Lower Twin Lake is stocked with walleyes, while Upper Twin is not. But there is some limited natural reproduction that occurs, and – via the river connection – fish have the ability to move between the lakes, so both contain walleyes.
Lower Twin is the more highly regarded walleye lake because it tends to produce more fish throughout the year. Upper Twin has its moments of walleye production, mainly in the spring at its inlet and outlet areas.
During a 2018 DNR survey, gill nets averaged almost four walleyes per lift on Lower Twin. That’s remained pretty consistent compared with past surveys. And considering the lake is only 251 acres in size, that’s a respectable number.
“People catch more walleyes on Lower Twin in the spring, late fall, and early ice,” Snyder said. “It has more windows, while Upper Twin is better in the spring.”
Both lakes have healthy northern pike populations, which tend to be maintained by exceptional spawning habitat and a strong forage base in the way of yellow perch and river species such as suckers and redhorse, as well as some tullibees in Lower Twin.
Pike sampled during the 2018 survey of Upper Twin averaged nearly 3 pounds, with fish up to 37 inches measured. On Lower Twin, pike over 38 inches were sampled, and they also had an average weight of just more than 3 pounds.
“The (northern pike) population is moderate to slightly above average,” Shavlik said. “Both lakes can produce nice, average-size pike.”

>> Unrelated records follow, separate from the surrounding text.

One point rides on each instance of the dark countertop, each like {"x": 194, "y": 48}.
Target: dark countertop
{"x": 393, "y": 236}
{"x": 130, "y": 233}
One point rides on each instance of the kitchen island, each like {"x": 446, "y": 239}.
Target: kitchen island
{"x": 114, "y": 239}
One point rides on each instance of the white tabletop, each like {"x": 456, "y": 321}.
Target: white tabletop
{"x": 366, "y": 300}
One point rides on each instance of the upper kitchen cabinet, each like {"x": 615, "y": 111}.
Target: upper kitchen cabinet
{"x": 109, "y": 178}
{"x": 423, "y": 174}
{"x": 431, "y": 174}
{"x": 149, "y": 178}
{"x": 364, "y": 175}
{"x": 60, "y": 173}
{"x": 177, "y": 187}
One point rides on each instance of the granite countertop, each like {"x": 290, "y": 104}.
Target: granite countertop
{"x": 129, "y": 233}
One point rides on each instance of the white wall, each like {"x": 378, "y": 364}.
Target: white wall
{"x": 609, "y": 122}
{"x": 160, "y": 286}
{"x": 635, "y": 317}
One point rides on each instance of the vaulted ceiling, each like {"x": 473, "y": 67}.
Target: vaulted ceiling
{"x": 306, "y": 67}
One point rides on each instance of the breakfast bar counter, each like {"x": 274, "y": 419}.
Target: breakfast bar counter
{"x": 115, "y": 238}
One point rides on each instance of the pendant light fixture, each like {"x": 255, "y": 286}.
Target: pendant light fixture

Largemouth and smallmouth bass are present in both lakes, although their numbers are limited. Largemouths tend to be more widespread, and there tend to be a few more smallmouths in Lower Twin.
Most smallies are caught at the inlet and outlet areas, according to Shavlik.
Upper, Lower Twin Lake
Surface area……………..463 acres
Maximum depth………….26 feet
Shore length………………..9 miles
Water clarity…………………..6 feet
Fish species present:
Bluegill, black crappie, pumpkinseed, walleye, northern pike, largemouth bass, smallmouth bass, tullibee (cisco), yellow perch, rock bass, bullhead, hybrid sunfish, white sucker, redhorse, common carp, bowfin (dogfish).